During the theatre visit, near the beginning of the film (c.5 minutes), we hear a loud and isolated cymbal crash but the percussionist/kit player does not move at all at this point. It is inconceivable that a pit orchestra would employ a second percussion player and the plot-reason for this isolated cymbal crash is clearly that the drummer (Cliff) is distracted by the "Phantom Lady" in the audience.
Richman and Burgess investigate and re-question the witnesses that Henderson claims saw him with the "phantom lady". While visiting Marlow in his apartment, Richmond complains that getting Monteiro to come clean is her last hope of proving Henderson's story. But she and Burgess never re-question the taxi driver who saw Henderson with the lady.
When Jack, Carol, and Burgess are in the dressing room, there is only light from the few bulbs around the makeup mirrors. Right after Carol leaves, the lighting of the entire set changes and the room is much brighter with light coming from several different directions. Also, some of the bulbs around the mirrors that were previously missing from their sockets are suddenly present.
During an overhead shot in the sequence where Kansas trails the bartender through a deserted street after he gets off work, the actors are clearly connected waist-to-waist by a thin wire - most likely so that the actress stayed an exact number of feet behind the actor to ensure both were in focus during what was apparently a tricky camera set-up.
Early in the film, the character Scott Henderson is found guilty of second-degree murder and condemned to death. In New York in the 1940s, the jury would have to find him guilty of first-degree murder in order to condemn him to death.
The goof items below may give away important plot points.
Incorrectly regarded as goofs
When the bartender goes home after the saloon closes for the night, the New York streets are deserted and the subway platform is virtually empty, exactly as you'd expect for such an early hour of the morning. Yet despite when he is struck by a car upon arriving home soon afterward, the sidewalk outside his apartment is filled with at least a dozen people standing around chatting, sitting on the stoops, etc. - none of them in pajamas or nightclothes. (In fact, in the days before air conditioning, on a hot summer's night, the stoops of apartment buildings would be crowded with residents who couldn't sleep because of the heat and grabbed a breath of cool morning air while being social. Only New Yorkers over the age of 60 would know this.)
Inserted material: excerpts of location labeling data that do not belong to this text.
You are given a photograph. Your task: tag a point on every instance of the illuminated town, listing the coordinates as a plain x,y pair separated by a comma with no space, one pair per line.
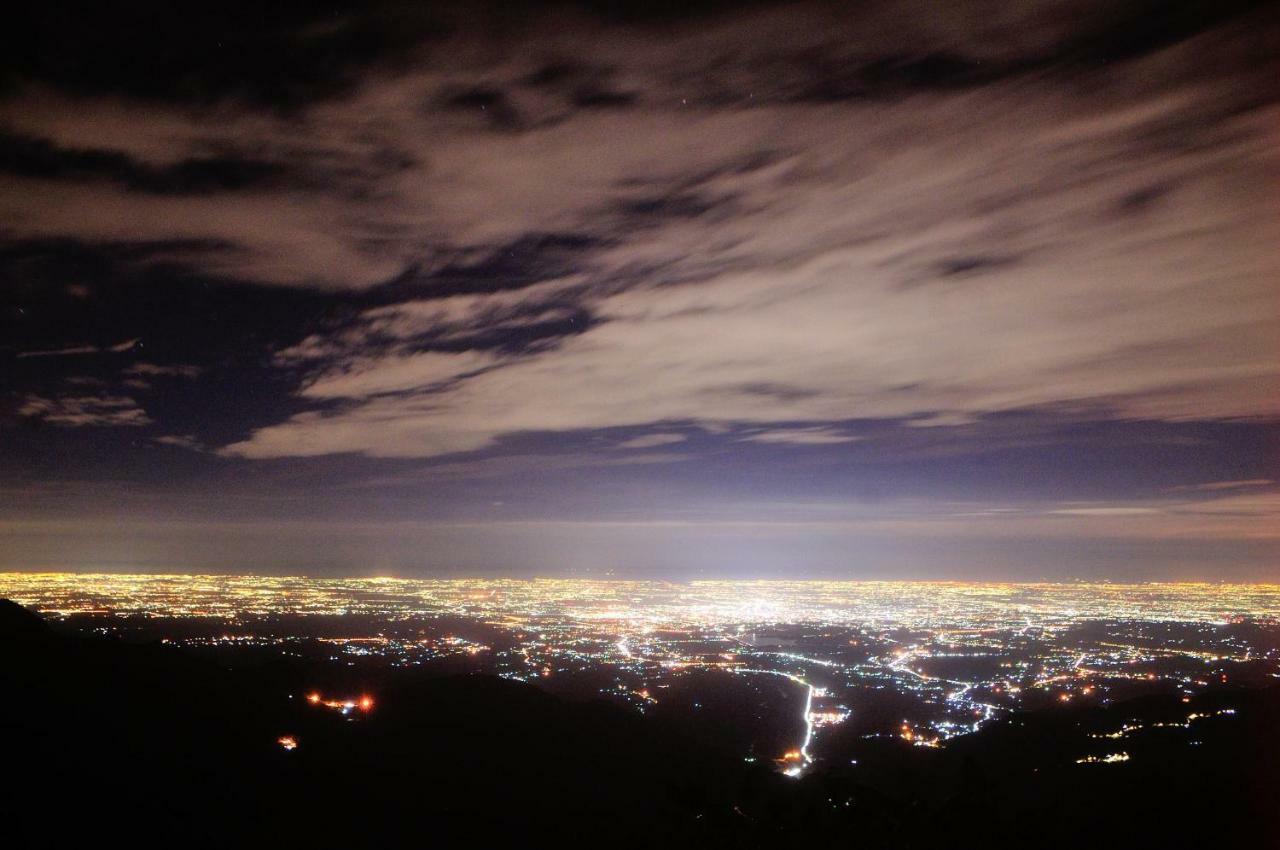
812,665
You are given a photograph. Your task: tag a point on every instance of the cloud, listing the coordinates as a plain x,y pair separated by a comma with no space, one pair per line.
932,229
173,370
80,411
1214,487
181,441
118,348
803,437
652,441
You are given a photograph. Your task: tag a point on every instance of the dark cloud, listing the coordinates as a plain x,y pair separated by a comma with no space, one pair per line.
604,261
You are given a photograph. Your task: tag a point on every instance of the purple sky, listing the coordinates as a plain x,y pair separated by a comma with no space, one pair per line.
887,289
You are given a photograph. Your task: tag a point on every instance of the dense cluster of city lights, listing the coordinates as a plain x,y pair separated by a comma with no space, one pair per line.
959,654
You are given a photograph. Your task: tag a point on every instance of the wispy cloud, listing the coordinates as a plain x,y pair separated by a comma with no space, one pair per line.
80,411
118,348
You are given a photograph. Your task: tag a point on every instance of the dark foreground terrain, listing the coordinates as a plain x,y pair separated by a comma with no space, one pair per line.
146,745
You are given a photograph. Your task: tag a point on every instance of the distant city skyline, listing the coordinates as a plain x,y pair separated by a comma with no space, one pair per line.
643,291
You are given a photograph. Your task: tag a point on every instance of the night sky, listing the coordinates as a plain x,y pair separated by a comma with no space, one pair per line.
874,289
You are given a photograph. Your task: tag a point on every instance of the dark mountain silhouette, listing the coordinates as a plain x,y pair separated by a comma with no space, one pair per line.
149,745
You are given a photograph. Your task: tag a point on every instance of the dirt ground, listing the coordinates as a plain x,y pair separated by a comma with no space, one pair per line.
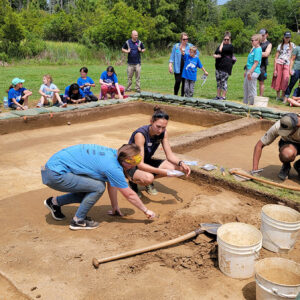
42,258
237,152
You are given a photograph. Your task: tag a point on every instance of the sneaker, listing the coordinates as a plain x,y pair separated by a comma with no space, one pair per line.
297,166
86,224
284,171
135,188
54,209
151,190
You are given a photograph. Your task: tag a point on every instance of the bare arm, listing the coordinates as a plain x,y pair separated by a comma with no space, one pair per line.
139,140
257,154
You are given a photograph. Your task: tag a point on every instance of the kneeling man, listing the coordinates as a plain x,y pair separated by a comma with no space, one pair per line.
82,171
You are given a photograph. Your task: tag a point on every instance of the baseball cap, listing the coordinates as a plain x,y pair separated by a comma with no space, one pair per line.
17,80
287,124
287,34
263,31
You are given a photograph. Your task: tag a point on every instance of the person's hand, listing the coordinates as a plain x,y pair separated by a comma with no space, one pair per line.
186,169
115,212
149,214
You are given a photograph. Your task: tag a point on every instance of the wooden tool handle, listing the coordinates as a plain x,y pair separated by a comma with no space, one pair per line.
97,262
283,186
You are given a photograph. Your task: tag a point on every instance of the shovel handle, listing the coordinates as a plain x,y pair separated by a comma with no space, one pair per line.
97,262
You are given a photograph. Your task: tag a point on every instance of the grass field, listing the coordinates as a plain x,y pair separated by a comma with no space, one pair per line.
154,77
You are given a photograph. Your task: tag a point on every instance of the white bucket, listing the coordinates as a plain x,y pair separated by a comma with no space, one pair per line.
277,278
261,101
238,248
280,227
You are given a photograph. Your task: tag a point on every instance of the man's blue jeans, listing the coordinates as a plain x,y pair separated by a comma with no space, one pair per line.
293,81
82,189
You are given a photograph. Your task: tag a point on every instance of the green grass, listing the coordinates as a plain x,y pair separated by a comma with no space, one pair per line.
63,61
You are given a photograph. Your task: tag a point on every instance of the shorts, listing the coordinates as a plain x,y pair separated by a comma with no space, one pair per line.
152,162
296,145
263,73
15,106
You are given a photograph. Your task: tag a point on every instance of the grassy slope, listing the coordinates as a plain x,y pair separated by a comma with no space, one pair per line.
155,77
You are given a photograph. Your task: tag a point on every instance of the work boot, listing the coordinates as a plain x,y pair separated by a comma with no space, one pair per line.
284,171
151,190
135,188
297,166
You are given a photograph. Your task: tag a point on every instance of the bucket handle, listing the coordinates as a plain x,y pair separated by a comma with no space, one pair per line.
280,248
275,292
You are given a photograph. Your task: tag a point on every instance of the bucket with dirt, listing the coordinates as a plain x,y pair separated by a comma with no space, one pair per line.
238,248
280,227
277,278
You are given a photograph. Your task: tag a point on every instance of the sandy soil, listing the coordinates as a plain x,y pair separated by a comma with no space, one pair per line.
43,259
237,152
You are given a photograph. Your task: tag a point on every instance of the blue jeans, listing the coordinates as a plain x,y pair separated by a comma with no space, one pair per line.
293,80
82,189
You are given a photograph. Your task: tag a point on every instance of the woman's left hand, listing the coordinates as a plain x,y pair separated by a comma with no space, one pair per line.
115,212
186,169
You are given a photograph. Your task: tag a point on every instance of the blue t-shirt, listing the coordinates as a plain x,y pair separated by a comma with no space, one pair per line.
13,94
44,88
86,89
254,55
90,160
109,79
67,89
190,67
134,56
297,92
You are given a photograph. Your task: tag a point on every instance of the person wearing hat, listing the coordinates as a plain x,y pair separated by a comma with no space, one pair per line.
18,95
281,73
288,128
83,171
266,48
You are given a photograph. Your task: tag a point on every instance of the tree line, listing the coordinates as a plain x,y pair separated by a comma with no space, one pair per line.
26,24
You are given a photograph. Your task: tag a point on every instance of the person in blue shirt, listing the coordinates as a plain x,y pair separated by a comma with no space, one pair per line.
18,95
252,70
83,171
133,47
191,63
109,84
85,83
177,61
74,94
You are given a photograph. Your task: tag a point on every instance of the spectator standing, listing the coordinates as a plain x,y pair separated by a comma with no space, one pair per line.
266,48
191,63
224,62
133,47
281,74
18,95
294,71
85,83
177,61
252,70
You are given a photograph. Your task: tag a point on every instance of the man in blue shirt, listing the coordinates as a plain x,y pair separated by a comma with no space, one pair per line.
133,47
82,171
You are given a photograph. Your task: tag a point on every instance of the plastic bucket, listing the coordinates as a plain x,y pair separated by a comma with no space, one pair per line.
238,248
261,101
280,227
277,278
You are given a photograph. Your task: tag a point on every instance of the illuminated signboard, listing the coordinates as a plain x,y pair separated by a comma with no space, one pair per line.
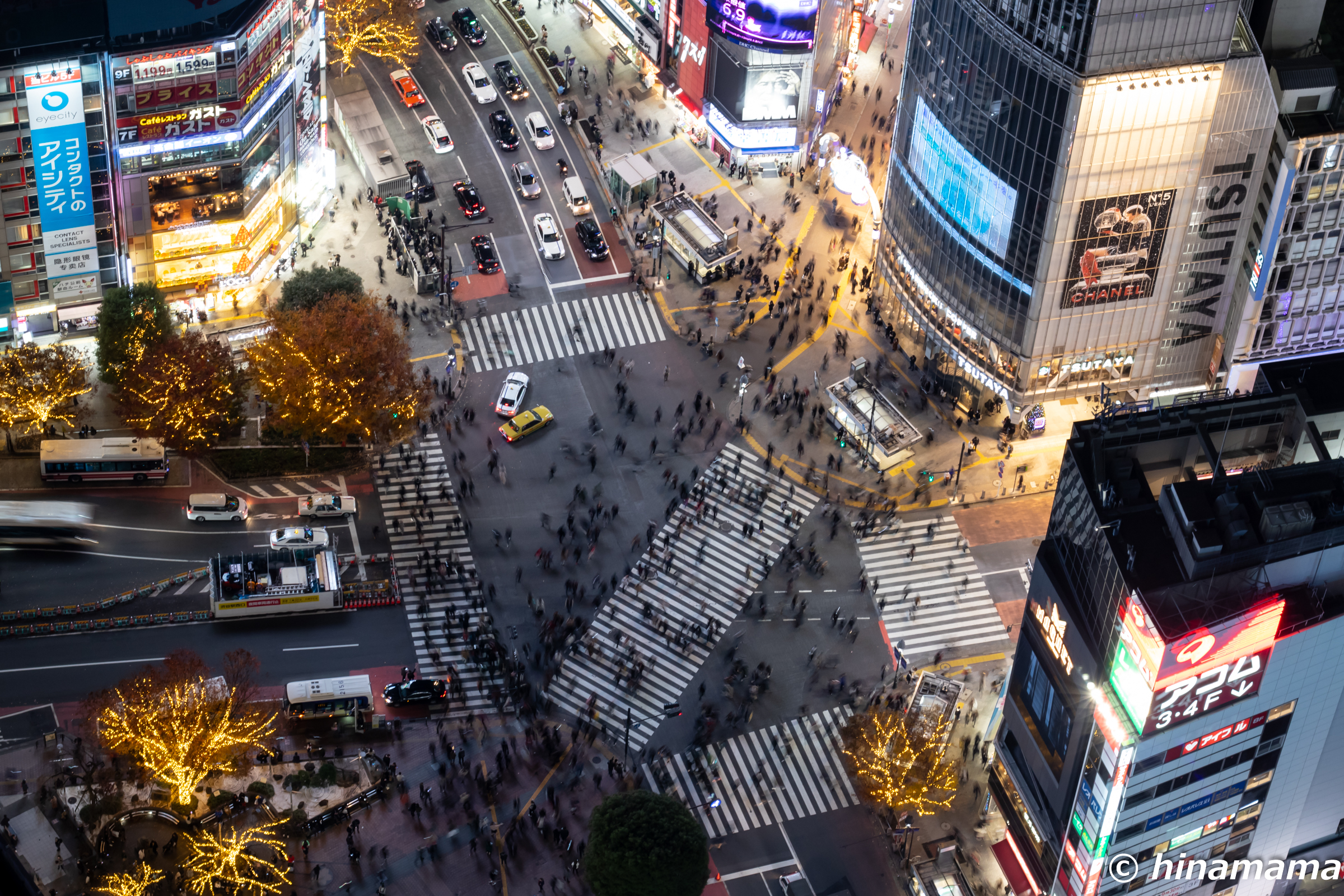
964,189
1217,736
1053,631
772,25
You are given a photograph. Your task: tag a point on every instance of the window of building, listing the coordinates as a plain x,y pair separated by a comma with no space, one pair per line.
1043,710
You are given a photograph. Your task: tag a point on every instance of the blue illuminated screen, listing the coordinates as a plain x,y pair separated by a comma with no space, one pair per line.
962,186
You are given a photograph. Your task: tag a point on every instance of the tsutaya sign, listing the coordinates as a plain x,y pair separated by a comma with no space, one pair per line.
61,157
1053,631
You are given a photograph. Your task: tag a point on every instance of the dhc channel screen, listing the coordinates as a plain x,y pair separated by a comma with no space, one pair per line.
971,195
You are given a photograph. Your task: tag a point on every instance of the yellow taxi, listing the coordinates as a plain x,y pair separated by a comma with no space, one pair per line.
528,422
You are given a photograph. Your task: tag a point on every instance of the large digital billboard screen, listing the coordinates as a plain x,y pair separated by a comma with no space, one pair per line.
962,186
771,25
1117,248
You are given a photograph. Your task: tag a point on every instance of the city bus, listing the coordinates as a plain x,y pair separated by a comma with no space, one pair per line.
46,523
328,698
104,460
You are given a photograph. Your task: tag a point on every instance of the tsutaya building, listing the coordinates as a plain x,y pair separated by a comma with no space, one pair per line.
1072,204
1178,691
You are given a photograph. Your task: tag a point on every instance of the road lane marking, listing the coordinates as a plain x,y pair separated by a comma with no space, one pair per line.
77,665
326,647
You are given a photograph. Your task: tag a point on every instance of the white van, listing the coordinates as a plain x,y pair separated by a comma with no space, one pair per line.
217,507
576,197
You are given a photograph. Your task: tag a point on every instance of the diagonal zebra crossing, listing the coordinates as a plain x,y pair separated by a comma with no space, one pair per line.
937,598
549,332
436,601
702,567
764,777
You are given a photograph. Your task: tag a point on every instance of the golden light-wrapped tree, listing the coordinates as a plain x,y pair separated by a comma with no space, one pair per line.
237,859
901,760
382,29
39,386
139,883
339,368
187,393
179,725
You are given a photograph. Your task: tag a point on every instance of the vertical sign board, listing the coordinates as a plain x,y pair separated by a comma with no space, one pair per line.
61,156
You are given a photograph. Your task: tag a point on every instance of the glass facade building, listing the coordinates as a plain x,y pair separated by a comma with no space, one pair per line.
1052,174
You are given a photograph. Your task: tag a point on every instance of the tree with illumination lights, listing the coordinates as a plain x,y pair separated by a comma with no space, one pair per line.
41,385
131,323
249,861
339,370
142,881
384,29
901,760
179,725
189,394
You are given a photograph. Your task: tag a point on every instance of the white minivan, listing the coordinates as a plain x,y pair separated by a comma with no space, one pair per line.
217,507
576,197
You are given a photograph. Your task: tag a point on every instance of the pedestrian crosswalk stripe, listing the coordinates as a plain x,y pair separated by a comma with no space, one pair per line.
548,332
428,600
684,594
937,598
787,772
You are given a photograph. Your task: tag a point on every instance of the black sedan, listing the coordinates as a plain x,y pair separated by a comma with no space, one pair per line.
590,235
468,199
484,251
469,27
508,81
506,135
416,693
440,35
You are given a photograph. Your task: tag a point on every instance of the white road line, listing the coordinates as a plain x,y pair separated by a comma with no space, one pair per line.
326,647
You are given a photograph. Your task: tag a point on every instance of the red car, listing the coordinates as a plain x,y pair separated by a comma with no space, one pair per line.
407,88
468,198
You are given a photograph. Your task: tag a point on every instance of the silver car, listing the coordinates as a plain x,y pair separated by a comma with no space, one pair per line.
526,182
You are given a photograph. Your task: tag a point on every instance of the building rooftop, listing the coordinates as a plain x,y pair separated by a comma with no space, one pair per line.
1198,501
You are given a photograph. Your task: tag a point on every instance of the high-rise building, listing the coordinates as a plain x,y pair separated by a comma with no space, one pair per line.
1177,692
1072,193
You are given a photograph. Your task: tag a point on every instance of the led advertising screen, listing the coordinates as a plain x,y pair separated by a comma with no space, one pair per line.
962,186
1117,248
771,25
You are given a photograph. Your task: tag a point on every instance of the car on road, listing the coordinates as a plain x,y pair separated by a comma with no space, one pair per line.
407,88
478,83
525,180
549,237
528,422
417,692
468,198
538,130
324,504
506,135
217,507
510,82
590,234
437,133
487,261
299,536
440,35
512,394
469,27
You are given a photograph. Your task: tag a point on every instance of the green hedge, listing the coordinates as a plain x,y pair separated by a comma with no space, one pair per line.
246,464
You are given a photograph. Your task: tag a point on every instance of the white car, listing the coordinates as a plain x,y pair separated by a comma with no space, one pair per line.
549,237
437,133
340,506
511,394
539,130
479,83
299,538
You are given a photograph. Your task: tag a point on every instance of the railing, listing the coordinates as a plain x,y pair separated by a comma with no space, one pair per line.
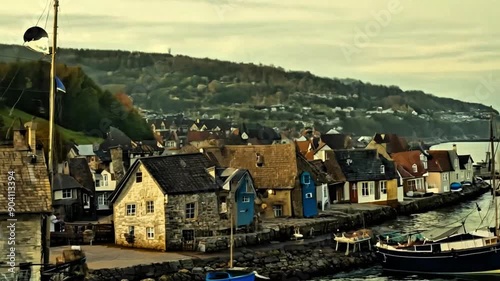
74,233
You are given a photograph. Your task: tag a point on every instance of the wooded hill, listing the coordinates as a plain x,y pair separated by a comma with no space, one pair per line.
195,86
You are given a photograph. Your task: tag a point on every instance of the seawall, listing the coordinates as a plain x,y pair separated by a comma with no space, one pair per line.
291,262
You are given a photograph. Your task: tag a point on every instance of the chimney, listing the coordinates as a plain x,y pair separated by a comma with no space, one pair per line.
117,162
31,127
20,138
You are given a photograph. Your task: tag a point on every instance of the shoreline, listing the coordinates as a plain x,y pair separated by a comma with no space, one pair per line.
300,260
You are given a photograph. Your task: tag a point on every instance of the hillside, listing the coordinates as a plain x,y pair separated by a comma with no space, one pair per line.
270,95
84,108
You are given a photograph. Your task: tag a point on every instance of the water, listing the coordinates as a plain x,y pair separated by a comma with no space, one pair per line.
438,219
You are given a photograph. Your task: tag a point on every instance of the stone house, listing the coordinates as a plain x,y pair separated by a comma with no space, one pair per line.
439,167
414,163
168,202
22,164
371,177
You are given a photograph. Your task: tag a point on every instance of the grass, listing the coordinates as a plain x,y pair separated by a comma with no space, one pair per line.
43,127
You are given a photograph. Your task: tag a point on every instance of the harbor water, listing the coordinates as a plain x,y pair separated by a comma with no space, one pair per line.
467,212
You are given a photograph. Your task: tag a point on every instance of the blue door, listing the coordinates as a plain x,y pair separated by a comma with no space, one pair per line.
244,203
309,202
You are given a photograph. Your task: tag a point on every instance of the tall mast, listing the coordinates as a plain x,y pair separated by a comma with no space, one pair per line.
231,238
493,174
52,92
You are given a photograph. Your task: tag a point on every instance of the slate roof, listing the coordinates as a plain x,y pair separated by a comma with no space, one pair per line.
439,161
33,193
463,160
407,159
79,169
337,141
279,169
174,174
364,165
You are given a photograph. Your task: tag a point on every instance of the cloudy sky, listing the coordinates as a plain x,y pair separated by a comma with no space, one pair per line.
447,48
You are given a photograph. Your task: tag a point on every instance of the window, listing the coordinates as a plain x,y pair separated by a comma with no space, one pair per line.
102,199
307,179
138,177
67,193
86,201
105,180
130,210
278,210
364,189
190,211
383,187
150,232
150,207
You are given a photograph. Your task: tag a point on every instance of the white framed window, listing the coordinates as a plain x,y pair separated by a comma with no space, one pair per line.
67,194
365,189
150,232
278,210
130,209
307,179
86,201
150,207
383,187
190,211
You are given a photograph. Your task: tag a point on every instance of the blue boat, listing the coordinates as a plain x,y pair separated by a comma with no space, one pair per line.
456,187
228,275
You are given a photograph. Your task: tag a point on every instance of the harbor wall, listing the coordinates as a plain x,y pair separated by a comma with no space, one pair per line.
289,262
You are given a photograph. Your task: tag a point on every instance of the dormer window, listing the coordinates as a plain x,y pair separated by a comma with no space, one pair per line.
259,160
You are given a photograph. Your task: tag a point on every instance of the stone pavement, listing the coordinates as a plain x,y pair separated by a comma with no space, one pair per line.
101,256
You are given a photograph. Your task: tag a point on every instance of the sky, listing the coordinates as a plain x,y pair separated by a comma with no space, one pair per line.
447,48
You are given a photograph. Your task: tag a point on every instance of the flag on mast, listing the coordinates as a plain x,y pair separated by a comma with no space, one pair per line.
37,39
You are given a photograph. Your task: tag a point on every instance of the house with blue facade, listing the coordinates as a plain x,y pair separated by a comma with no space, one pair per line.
174,202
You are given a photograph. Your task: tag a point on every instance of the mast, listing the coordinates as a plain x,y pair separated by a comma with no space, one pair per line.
52,92
493,174
231,236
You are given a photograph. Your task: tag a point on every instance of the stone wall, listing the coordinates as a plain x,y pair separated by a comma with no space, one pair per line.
298,262
207,219
27,232
440,200
139,193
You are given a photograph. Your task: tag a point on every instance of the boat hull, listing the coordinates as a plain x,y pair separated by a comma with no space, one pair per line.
230,275
483,260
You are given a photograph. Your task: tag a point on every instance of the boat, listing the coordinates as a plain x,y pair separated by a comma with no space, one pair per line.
456,187
453,252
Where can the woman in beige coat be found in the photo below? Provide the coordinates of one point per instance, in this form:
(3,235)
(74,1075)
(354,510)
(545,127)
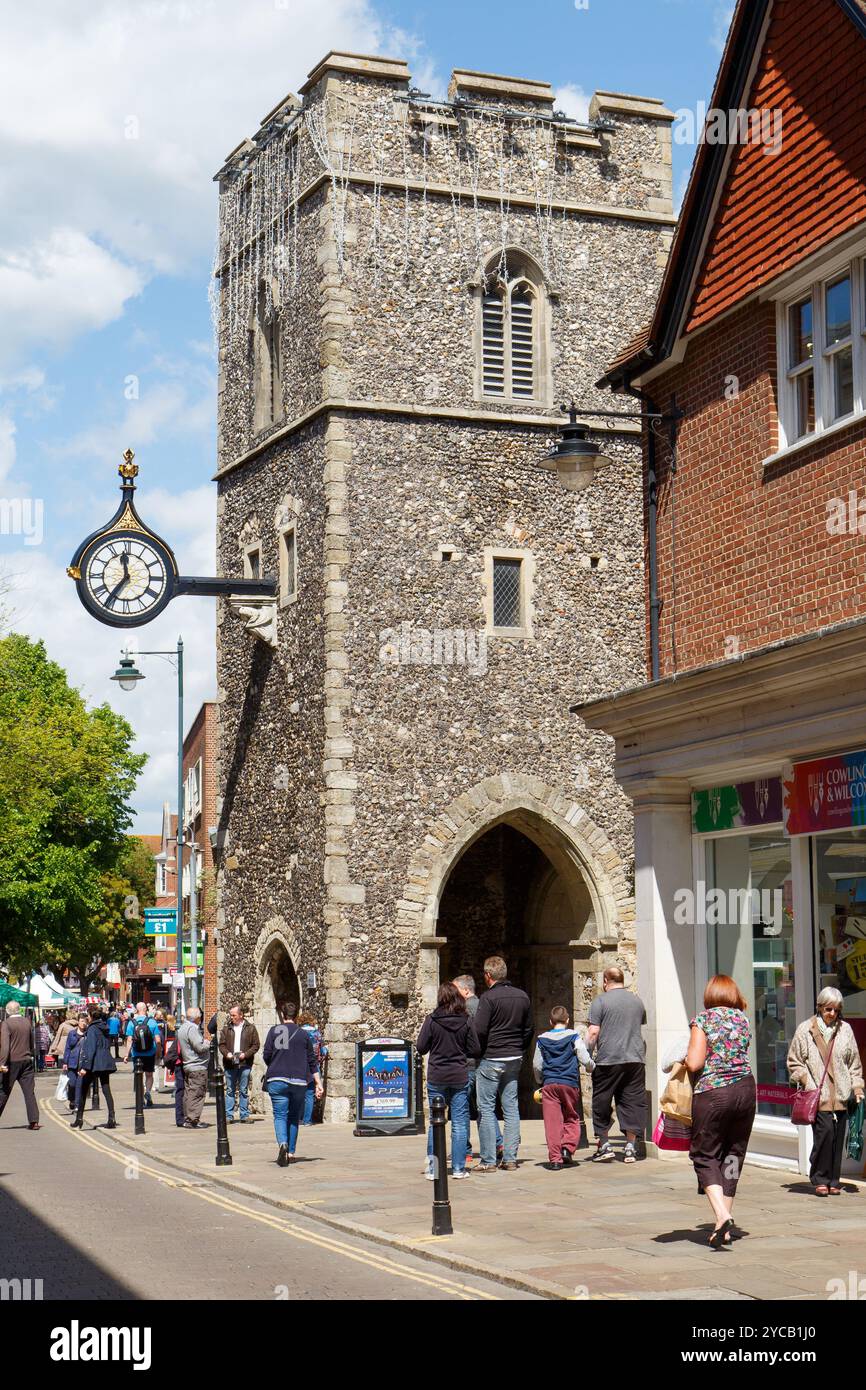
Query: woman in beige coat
(806,1061)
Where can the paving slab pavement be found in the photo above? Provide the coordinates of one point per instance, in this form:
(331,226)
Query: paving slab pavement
(588,1232)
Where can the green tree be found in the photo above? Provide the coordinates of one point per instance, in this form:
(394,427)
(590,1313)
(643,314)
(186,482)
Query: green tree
(66,779)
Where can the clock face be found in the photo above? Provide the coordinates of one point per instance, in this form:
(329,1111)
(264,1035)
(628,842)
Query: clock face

The crux of this murder mystery involves a hot-headed Broadway diva who becomes so enraged when a woman attends her revue wearing an exact duplicate of the bizarre highly-distinctive hat she sports during an onstage musical number, that she immediately destroys the hat after the performance and later falsely tells police she would never wear anything but a one-of-a-kind creation, even though this misinformation (the theater-goer wearing the copy of the chapeau provided to be an alibi) will erroneously send a man to his death for a crime he didn't commit. In reality, police could have cleared up this point immediately had they simply questioned the show's costume designer or even checked the credits in the show's program to find the milliner who created it - performers never wear their personal wardrobes in elaborate musicals. Furthermore, the show in question was a long-running hit, suggesting there would have been publicity pictures of the star wearing the hat - or, if anyone had bothered to alert newspapers, thousands of theater-goers who could vouch they had indeed seen her wear it onstage during earlier performances.